INDIAN WELLS, Calif. -- Rafael Nadal withdrew from the BNP Paribas Open on Saturday, done in once again by a knee injury.
He had been set to play longtime rival Roger Federer in the semifinals.
A somber Nadal announced his withdrawal a couple of hours before he was scheduled to take the court at Indian Wells Tennis Garden.
"I warmed up today in the morning, and I felt that my knee was not good enough to compete at the level that I needed to compete," he said.
Federer was warming up on another court at the same time as Nadal and figured the match was on. However, Nadal soon texted him it wasn't going to happen.
"It's a big letdown," said Federer, who came on court in khaki shorts and a gray cardigan to address fans. "I know the anticipation is there from the crowd and also us players. I'm excited to be in the finals but not this way."
Against Raonic, Thiem earned the only break of the third set in the fifth game. He led 5-3 and served it out, winning on his second match point with a backhand volley.
Thiem and Federer have split their four previous meetings, with only one going three sets. Federer won the last time they played at the ATP Finals in London in November.
Nadal's right knee flared up in the second set of his 7-6 (2), 7-6 (2) victory over Karen Khachanov in Friday's quarterfinals. He twice called for a trainer, who applied tape just below Nadal's knee. It was obvious that Nadal's movement was hampered.
Nadal said he won't play again until the Monte Carlo Masters on clay in mid-April.
"I don't have doubts today that I will be ready for Monte Carlo," he said.
Knee problems have dogged the 32-year-old for years, and they cut short his 2018 season after the US Open in September, when he was forced to quit two sets into his semifinal against Juan Martin del Potro.

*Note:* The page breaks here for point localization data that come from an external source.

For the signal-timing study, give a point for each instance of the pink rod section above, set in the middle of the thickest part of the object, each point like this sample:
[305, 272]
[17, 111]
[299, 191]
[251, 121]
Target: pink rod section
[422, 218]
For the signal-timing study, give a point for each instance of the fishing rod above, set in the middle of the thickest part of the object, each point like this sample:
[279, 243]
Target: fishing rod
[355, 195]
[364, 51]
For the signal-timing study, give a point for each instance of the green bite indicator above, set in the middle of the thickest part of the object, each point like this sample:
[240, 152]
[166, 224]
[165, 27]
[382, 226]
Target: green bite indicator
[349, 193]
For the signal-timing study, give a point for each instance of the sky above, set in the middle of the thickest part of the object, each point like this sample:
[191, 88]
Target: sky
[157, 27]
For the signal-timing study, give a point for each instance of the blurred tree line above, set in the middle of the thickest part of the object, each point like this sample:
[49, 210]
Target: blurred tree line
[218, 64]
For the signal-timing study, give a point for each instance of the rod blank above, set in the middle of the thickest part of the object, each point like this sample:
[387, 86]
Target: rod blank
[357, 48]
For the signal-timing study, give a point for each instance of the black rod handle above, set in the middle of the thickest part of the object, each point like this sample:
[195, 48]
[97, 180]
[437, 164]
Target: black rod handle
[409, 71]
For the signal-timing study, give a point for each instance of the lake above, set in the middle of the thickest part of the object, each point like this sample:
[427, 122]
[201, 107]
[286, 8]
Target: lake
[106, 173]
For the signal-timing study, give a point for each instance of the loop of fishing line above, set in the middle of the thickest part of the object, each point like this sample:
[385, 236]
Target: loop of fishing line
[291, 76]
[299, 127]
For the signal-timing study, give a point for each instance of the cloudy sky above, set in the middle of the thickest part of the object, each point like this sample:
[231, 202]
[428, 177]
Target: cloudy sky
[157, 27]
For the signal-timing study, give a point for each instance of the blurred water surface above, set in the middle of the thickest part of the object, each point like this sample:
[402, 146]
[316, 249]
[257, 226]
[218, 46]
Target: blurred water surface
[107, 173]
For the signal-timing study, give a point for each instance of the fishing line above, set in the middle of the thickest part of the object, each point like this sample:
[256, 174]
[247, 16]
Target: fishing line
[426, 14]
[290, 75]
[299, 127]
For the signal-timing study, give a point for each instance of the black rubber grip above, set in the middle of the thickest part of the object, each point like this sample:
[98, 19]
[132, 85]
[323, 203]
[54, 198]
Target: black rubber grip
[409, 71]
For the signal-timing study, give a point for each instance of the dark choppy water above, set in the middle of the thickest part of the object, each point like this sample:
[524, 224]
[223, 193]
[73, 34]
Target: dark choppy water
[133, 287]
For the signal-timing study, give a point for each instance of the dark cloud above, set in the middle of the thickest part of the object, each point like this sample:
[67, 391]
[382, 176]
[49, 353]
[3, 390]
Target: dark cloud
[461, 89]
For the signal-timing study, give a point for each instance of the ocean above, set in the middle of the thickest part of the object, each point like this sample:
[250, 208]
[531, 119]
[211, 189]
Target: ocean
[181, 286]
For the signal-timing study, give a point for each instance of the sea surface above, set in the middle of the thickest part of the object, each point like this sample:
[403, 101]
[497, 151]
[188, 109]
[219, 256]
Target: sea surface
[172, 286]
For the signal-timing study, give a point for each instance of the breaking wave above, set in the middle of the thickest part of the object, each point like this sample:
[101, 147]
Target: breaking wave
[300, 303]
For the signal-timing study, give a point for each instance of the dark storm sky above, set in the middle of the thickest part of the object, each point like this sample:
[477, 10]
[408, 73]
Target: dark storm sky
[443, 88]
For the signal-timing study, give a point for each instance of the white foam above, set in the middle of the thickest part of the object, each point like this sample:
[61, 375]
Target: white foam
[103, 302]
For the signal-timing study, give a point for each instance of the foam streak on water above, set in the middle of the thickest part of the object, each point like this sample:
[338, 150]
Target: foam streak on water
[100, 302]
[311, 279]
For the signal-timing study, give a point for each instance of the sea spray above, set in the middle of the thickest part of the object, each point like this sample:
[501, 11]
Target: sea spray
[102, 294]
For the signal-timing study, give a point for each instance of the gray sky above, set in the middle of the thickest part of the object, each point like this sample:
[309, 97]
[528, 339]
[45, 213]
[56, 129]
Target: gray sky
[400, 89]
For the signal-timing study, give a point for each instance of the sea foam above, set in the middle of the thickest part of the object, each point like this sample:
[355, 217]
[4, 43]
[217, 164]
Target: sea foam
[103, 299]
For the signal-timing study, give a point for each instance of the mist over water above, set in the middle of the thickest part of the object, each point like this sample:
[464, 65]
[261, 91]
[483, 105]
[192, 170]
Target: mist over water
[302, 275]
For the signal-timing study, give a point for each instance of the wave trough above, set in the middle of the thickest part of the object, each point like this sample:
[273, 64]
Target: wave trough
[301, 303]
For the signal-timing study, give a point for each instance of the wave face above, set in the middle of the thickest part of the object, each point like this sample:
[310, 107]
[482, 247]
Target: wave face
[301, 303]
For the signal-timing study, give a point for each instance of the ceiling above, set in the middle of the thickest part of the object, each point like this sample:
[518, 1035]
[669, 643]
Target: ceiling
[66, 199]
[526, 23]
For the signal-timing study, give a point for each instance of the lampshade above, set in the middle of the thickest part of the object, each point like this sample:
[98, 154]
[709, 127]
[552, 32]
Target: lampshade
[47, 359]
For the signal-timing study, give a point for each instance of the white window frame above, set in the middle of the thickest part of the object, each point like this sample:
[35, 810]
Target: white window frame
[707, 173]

Nadal choked up discussing his withdrawal last fall, and he appeared near tears Saturday.
He admitted that he sometimes is sad because he feels at a disadvantage against his opponents due to his continued knee issues that force him to limit his practice and playing time.
Then he gathered himself, saying, "It's not the moment to complain much. With all this stuff, I still where I am today."

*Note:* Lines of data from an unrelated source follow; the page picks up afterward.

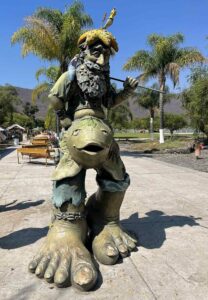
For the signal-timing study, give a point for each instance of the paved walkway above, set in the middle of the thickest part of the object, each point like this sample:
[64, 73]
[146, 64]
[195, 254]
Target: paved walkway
[166, 205]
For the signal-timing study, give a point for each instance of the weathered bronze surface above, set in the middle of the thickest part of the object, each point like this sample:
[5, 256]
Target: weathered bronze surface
[81, 97]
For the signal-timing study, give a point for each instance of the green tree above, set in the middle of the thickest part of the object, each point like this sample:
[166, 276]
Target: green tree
[52, 35]
[165, 59]
[8, 99]
[23, 120]
[174, 122]
[149, 100]
[120, 116]
[195, 100]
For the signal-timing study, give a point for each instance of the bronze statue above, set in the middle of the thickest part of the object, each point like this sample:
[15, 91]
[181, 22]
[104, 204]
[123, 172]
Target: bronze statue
[80, 97]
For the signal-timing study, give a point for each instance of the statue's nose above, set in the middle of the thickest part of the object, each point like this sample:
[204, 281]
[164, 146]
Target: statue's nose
[101, 60]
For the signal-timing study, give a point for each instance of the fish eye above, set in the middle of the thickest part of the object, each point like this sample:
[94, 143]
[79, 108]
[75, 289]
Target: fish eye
[104, 131]
[76, 132]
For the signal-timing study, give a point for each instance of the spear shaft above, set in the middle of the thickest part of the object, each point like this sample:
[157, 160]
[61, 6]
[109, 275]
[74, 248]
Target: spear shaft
[139, 86]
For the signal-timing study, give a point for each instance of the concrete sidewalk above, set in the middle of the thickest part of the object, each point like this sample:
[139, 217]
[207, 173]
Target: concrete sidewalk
[166, 205]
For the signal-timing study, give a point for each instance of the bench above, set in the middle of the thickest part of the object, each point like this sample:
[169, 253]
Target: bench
[35, 152]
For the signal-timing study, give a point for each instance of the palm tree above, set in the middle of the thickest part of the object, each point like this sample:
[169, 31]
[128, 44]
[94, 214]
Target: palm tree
[165, 59]
[42, 89]
[52, 35]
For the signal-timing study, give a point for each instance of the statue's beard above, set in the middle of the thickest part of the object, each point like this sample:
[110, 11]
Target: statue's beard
[91, 79]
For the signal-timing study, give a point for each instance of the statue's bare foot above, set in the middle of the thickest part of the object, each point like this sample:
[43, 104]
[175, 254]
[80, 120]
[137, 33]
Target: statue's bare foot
[111, 243]
[110, 240]
[63, 258]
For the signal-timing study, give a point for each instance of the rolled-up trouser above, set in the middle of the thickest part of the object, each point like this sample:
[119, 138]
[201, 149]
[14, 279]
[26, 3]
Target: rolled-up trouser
[72, 189]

The year began promisingly enough. Nadal didn't drop a set in reaching his fifth Australian Open final, where he lost to Novak Djokovic. He is ranked No. 2 in the world and has a match record of 11-2.
"Still tough because I felt more or less OK during this beginning of the season in terms of my knee," Nadal said. "Now it starts the process that I have to decide what direction we have to take to recover well and to recover as soon as possible."

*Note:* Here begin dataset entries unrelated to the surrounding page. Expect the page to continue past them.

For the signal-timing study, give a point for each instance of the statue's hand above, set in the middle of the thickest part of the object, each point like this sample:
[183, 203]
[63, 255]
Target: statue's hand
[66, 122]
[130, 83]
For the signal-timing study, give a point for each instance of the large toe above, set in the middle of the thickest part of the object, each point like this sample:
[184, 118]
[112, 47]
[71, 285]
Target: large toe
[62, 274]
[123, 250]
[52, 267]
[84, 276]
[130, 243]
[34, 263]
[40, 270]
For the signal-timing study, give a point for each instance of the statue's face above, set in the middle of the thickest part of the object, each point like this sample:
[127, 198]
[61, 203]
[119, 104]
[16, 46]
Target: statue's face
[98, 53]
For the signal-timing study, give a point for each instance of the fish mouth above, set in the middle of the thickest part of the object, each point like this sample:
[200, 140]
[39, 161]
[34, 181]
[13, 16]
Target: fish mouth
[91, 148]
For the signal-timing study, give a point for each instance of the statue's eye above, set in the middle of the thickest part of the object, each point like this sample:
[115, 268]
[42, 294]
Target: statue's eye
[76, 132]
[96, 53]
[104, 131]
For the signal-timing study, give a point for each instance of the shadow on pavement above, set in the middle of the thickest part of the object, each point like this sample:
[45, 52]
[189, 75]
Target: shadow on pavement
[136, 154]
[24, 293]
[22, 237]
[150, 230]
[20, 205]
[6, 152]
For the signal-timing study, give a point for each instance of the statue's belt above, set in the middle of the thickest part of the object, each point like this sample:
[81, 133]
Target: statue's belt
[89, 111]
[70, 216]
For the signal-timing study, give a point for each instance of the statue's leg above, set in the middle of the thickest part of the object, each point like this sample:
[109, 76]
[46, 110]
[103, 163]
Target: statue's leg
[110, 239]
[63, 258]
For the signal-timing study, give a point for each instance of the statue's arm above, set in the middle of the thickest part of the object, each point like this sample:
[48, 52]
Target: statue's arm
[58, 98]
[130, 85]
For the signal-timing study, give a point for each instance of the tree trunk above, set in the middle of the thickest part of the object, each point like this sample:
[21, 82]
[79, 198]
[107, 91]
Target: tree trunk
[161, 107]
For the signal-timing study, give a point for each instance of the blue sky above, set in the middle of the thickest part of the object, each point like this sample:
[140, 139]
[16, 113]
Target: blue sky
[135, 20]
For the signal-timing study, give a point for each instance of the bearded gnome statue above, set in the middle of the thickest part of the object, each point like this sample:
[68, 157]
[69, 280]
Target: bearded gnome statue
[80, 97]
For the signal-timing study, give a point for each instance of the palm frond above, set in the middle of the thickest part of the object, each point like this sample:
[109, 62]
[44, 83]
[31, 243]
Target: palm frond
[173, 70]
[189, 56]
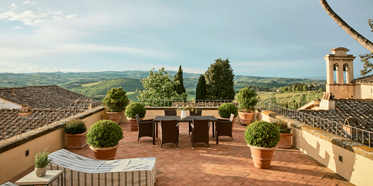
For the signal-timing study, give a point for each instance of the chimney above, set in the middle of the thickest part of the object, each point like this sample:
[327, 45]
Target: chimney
[25, 111]
[327, 101]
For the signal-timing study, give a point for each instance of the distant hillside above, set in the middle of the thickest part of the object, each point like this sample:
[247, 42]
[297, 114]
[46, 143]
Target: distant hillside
[96, 84]
[100, 88]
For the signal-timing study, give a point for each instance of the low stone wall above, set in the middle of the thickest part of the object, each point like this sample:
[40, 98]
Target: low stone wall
[13, 160]
[350, 159]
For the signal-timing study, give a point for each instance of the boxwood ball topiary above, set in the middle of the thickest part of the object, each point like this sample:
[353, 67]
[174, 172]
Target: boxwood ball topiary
[135, 108]
[262, 134]
[116, 100]
[75, 126]
[226, 109]
[104, 133]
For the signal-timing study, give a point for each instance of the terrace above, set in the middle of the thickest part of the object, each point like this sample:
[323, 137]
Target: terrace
[228, 163]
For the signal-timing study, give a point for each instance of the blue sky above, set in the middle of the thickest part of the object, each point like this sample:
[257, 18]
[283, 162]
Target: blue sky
[286, 38]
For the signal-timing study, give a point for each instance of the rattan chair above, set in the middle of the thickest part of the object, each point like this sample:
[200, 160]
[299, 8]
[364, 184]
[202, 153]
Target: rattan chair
[193, 113]
[200, 132]
[224, 128]
[145, 127]
[170, 112]
[170, 132]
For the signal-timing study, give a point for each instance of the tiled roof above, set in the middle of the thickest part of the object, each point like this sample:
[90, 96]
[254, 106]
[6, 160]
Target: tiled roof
[366, 79]
[52, 96]
[361, 109]
[12, 124]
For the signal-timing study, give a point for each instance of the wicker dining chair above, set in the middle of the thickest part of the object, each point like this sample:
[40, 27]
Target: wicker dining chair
[200, 132]
[170, 132]
[193, 113]
[144, 127]
[224, 128]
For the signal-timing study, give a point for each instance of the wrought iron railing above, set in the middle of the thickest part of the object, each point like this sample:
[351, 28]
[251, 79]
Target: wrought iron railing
[182, 103]
[351, 132]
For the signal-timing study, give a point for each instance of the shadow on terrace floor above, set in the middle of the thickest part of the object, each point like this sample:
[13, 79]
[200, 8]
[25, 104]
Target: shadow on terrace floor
[228, 163]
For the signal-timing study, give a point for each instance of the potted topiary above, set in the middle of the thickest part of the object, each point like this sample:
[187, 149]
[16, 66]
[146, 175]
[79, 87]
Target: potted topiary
[75, 134]
[41, 162]
[285, 133]
[262, 138]
[247, 99]
[115, 101]
[103, 138]
[131, 111]
[226, 109]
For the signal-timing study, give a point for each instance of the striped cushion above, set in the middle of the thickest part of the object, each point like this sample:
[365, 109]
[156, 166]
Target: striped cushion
[79, 170]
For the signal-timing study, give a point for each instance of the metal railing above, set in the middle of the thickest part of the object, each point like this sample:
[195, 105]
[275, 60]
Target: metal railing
[354, 133]
[182, 103]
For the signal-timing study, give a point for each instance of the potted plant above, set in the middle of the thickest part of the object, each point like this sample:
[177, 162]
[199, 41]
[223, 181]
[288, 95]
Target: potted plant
[41, 162]
[103, 138]
[131, 111]
[75, 134]
[184, 109]
[115, 101]
[285, 133]
[262, 138]
[247, 99]
[225, 111]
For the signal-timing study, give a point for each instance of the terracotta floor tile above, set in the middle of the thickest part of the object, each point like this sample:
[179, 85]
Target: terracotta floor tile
[228, 163]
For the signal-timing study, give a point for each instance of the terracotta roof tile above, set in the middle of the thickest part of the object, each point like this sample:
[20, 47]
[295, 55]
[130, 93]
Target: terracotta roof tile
[366, 79]
[11, 124]
[361, 109]
[51, 96]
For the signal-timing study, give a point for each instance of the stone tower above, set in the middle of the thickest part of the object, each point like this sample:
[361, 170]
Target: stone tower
[340, 73]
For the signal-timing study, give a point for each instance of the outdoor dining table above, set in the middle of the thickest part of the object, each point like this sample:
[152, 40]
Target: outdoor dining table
[188, 119]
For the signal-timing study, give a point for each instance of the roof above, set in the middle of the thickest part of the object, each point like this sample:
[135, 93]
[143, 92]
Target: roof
[12, 124]
[51, 96]
[361, 109]
[366, 79]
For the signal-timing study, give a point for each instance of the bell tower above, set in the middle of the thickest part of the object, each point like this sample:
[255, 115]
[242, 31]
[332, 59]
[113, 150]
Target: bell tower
[340, 73]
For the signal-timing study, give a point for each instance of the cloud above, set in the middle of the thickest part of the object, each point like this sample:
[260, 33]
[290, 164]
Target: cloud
[71, 16]
[28, 2]
[13, 6]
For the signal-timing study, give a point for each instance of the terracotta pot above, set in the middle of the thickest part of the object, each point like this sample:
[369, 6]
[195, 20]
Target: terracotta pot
[40, 172]
[76, 141]
[246, 117]
[262, 157]
[107, 153]
[115, 116]
[133, 124]
[285, 141]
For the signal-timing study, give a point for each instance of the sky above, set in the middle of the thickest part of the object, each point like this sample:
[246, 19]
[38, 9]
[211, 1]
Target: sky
[286, 38]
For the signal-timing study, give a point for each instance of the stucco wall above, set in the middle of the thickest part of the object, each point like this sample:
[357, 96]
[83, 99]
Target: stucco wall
[8, 104]
[326, 148]
[366, 91]
[13, 161]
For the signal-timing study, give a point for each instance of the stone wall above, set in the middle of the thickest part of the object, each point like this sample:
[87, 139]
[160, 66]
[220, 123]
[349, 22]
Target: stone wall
[350, 159]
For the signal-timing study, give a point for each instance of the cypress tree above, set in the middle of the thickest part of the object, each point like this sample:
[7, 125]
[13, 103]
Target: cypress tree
[179, 77]
[219, 77]
[201, 88]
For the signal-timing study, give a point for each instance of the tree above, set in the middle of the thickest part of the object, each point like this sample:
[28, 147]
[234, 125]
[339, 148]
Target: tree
[368, 66]
[201, 88]
[304, 88]
[219, 78]
[158, 87]
[179, 78]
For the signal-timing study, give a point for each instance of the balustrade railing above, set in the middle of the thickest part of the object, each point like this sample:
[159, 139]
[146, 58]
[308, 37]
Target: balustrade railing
[351, 132]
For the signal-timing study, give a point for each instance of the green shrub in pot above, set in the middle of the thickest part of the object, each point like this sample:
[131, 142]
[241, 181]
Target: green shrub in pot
[262, 134]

Even with all his injuries, Nadal indicated he has no intention of giving up playing on hard courts, the surface for two of the four Grand Slam events.
"My goal is to play on all the surfaces," he said.
It would have been the 39th career meeting between Nadal and Federer, who advances to Sunday's final in pursuit of a record sixth title at Indian Wells and the 101st in his career.
"I know every one we have now could be our last," Federer said. "It's a special rivalry, maybe the most special with Rafa and Novak."
With time to fill before the women's and men's doubles finals, Djokovic and Pete Sampras teamed for a one-set doubles match against John McEnroe and tournament director Tommy Haas. Comedian Jon Lovitz served as chair umpire.